The goal of this study was to measure net gaseous elemental mercury (GEM) exchange fluxes using a micrometeorological flux-gradient approach over a remote deciduous temperate forest in Massachusetts. We aimed to quantify the magnitude, seasonality and diel patterns of GEM exchange fluxes and characterize controlling variables and relationships to carbon dioxide exchange. A major challenge was to detect small GEM concentration differences between the two inlets above the canopy (at 24 and 31 m). Measured GEM concentration differences were in fact very small with a median of 0.0015 ng m^-3, equal to 0.1% of atmospheric concentrations and about four times lower than previous measurements conducted over grasslands/shrubs. Detailed analysis of null gradients, i.e. potentially systematic biases in concentrations between the inlet lines, along with analysis of spectral patterns and autocorrelations showed that measured gradients were real, statistically highly significant and characterized by strong diel patterns.
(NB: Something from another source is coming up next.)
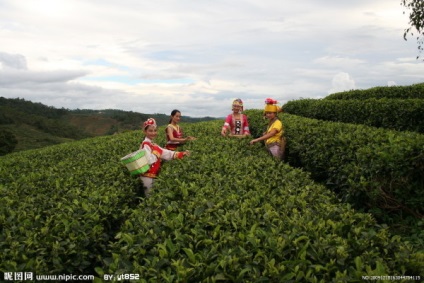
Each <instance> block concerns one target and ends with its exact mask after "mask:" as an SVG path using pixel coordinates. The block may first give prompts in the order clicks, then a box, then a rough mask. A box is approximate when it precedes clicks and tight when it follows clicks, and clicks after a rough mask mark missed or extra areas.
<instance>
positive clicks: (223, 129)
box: [221, 98, 250, 136]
Calculated daily GEM fluxes generally were positive (i.e., emissions) during the winter months (December through February), with median rates of emissions between 1.1 to 4.5 ng m^-2 hr^-1. All other months, specifically summer and fall months, experienced negative GEM fluxes with monthly median net deposition between -2.0 to -8.3 ng m^-2 hr^-1. Cumulative  GEM flux exchange over the duration of a full year showed that the forest was a strong GEM sink, driven by a pronounced summertime and fall GEM deposition (23.9 µg m^-2 between May to November). We attribute the pronounced summertime and fall GEM uptake to GEM assimilation by vegetation during peak vegetation period. Detailed analysis of diel patterns in July, August, September, and October supported pronounced midday deposition GEM enhancement, in accordance to similar daytime deposition maxima for CO₂. Calculating an annual mass balance, we estimate gaseous GEM deposition (e.g., dry deposition) to account to 72% of the total annual Hg deposition of 24.6 µg m^-2 at this forest and exceeding wet deposition three to four-fold.